Nature Notes: A drying world, from Flagstaff to Hart Prairie — and then there’s flooding | Local

GWENDOLYN WARING Special to the Daily Sun

Dateline May 2022, remembering back before the rain: The mountain is burning this summer, so I am raking up needles, dead grass stems and leaves in my huge backyard. I have a couple of days to go, and then it’s done. This lovely yard, this relict landscape, with its native plants, kind of courses through me as it has over the last 30 years.

It has been a magical place, but now with warming, it is a liability.

Looking out the window at my precious little slab of the world; this place helped me find my way in life. My yard’s vegetation is comprised of stuff that may have been here for hundreds or thousands of years, longer than we’ve been here, by a lot.
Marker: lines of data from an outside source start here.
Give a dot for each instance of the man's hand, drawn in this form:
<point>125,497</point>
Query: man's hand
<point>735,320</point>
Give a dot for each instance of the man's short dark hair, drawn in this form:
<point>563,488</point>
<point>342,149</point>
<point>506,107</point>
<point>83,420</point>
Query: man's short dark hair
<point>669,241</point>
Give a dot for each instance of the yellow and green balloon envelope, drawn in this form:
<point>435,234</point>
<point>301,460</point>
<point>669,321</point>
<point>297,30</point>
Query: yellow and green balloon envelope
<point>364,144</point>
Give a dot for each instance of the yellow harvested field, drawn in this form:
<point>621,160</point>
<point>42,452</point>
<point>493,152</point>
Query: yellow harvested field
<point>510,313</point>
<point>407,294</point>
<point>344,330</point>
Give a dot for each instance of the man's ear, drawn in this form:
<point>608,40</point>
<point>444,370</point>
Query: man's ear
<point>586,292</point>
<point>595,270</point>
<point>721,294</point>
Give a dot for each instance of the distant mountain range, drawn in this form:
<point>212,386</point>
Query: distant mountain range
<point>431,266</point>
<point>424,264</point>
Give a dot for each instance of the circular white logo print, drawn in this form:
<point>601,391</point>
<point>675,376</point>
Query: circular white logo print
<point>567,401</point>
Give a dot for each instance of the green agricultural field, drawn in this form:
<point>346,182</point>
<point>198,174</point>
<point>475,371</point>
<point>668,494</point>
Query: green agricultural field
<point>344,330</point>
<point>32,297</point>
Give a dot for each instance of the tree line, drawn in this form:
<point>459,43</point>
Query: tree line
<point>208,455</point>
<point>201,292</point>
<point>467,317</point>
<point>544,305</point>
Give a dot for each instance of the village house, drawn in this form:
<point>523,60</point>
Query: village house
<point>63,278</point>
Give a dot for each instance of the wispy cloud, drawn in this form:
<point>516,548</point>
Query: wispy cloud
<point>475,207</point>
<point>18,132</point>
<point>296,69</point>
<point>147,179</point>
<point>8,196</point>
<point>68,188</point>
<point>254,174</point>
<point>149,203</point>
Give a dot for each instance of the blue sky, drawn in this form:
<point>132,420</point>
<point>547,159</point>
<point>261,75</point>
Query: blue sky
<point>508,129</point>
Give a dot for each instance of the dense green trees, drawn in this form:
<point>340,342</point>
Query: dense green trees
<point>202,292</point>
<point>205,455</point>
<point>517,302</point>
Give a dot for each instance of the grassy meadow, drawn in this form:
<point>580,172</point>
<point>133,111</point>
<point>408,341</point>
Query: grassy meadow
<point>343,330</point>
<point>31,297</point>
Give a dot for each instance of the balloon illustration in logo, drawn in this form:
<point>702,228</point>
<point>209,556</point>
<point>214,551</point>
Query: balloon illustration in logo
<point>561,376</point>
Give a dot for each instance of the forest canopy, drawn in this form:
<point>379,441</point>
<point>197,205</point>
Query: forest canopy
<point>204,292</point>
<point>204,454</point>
Since moving into this house in 1990, I got to watch the plants emerge each spring, through the summer and fall and on and on. The yard is dominated by the mesic bunchgrass, muttongrass (Poa fendleriana). As a cool-season grass, it is one of the earliest plants to emerge in spring, red seed stalks emerging under snow in February, in the old days. It is a beautiful grass, worthy of endless expanses. It is blue green, which becomes especially apparent with monsoon rains, when its involute or rolled leaves unfold. Ahh, that economy of nature thing. Biscuit root, wild candytuft and, of course, the dayflower are here, too.

People are also reading…



Muttongrass and the dayflower grow in the author’s back yard.


Courtesy

By raking the grasses this year, I am combing out the old leaf blades. This might previously have been done by fire and/or grazing herbivores. As I rake, more stones turn up, dislodged from clay soil turned to dust. The spaces between the bunchgrasses are getting wider, and it pains me to remove this organic debris, laying the soil bare to further drying. So, this is happening here, this measure of change. And yet, of course, muttongrass had a spectacular year in seed production. It’s so touching.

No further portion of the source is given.